Many drugs, such as sodium thiopental, marketed under the trademark Sodium Pentothal, are stored in powdered lyophilized form and mixed with a liquid, such as sterile water or normal saline immediately prior to use. This is necessary to maintain the stability and potency of such drugs.
The concept of mixing wet and dry components within the barrel of a syringe or vial has been known in the past. Much of the mixing has been done within glass vials, some of which have had dislodgable central barriers, such as U.S. Pat. No. 2,660,171. Mixing within the vial was a tedious process involving swishing and swirling and took considerable time.
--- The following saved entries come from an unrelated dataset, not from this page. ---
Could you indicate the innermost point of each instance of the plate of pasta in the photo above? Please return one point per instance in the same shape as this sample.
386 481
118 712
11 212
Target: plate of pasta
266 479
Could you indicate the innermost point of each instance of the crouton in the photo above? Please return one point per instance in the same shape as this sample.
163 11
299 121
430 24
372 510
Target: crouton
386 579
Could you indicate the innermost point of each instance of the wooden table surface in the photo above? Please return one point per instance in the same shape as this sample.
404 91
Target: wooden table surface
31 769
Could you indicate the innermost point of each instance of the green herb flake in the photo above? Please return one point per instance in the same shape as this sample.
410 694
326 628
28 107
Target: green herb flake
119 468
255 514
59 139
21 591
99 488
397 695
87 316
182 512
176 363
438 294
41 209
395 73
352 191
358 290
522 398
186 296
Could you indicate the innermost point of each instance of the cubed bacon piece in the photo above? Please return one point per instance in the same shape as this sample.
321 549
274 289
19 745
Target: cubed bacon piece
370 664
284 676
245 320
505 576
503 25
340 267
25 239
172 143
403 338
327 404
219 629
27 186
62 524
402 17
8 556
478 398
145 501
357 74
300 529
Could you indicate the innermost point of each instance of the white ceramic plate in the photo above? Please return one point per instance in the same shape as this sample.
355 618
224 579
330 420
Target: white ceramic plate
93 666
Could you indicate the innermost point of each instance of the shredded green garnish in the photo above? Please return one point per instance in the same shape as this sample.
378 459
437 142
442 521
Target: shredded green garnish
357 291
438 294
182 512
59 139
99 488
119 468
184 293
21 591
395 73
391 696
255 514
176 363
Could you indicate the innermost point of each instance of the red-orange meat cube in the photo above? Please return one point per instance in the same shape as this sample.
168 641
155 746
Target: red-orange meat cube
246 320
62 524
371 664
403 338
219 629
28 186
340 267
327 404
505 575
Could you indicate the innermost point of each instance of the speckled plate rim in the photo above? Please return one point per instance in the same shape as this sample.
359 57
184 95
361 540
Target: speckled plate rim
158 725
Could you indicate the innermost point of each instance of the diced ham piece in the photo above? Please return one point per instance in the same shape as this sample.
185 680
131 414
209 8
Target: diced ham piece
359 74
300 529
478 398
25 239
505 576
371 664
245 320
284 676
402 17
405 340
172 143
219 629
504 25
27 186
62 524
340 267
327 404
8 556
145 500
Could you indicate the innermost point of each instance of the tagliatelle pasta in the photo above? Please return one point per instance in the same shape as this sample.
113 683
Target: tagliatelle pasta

Another type mixing syringe that had this same problem of slowly dissolving both components in a single compartment after the components were combined is described in the Ogle U.S. Pat. No. 3,397,694. In this patent, a liquid-containing vial has a piston for pressure injection of a liquid into the syringe barrel containing the dry powder. The powder can then slowly dissolve in the liquid entirely within the syringe barrel. The vial piston is shown as a very thick solid mass of rubber material, and would have a high frictional drag on the vial wall to seal it against the high pressures exerted on the stopper to puncture out the barrier system, as described in this patent. Because of such high frictional drag between the piston and vial, the piston is moved through only a one-time injection stroke, such as by thumb pressure (FIG. 5). Such thumb pressure would be unnecessary if the vial stopper were of low friction and trackable with retraction of the syring plunger and stopper. As described, the device of this patent requires a manipulation first at the vial end, i.e. twisting or pushing, and then manipulation at the opposite end for pushing the syringe plunger for injection.
A similar wet-dry mixing syringe that included the problem mentioned above, i.e. tedious manipulation of opposite ends of the device, and shaking the combined components until the powder dissolved, was recently marketed by Abbott Laboratories under the name of "PENTOTHAL Ready-to-Mix Syringe." An undated instruction for its use is submitted with this application as background illustrating the problems mentioned in the Ogle U.S. Pat. No. 3,397,694. Since it is not known whether this Abbott syringe has been publicly available or on sale for more than a year, it is not submitted as prior art to applicants' invention, but only as a procedural illustration of the use of such devices of the type described in Ogle's U.S. Pat. No. 3,397,694.
While the above wet-dry mixing devices have accomplished the dissolving step in a single compartment, there has been a proposal to speed up such dissolving by a structure that couples two flexible containers similar in construction to toothpaste tubes together as shown in the Lockhart U.S. Pat. No. 2,724,383. As shown in FIGS. 8-10, the operator squeezes first one collapsible tube and then the other in a milking action to promote mixing. This is a tedious process because it requires substantial manual dexterity and sequential squeezing of alternate tubes in rapid succession.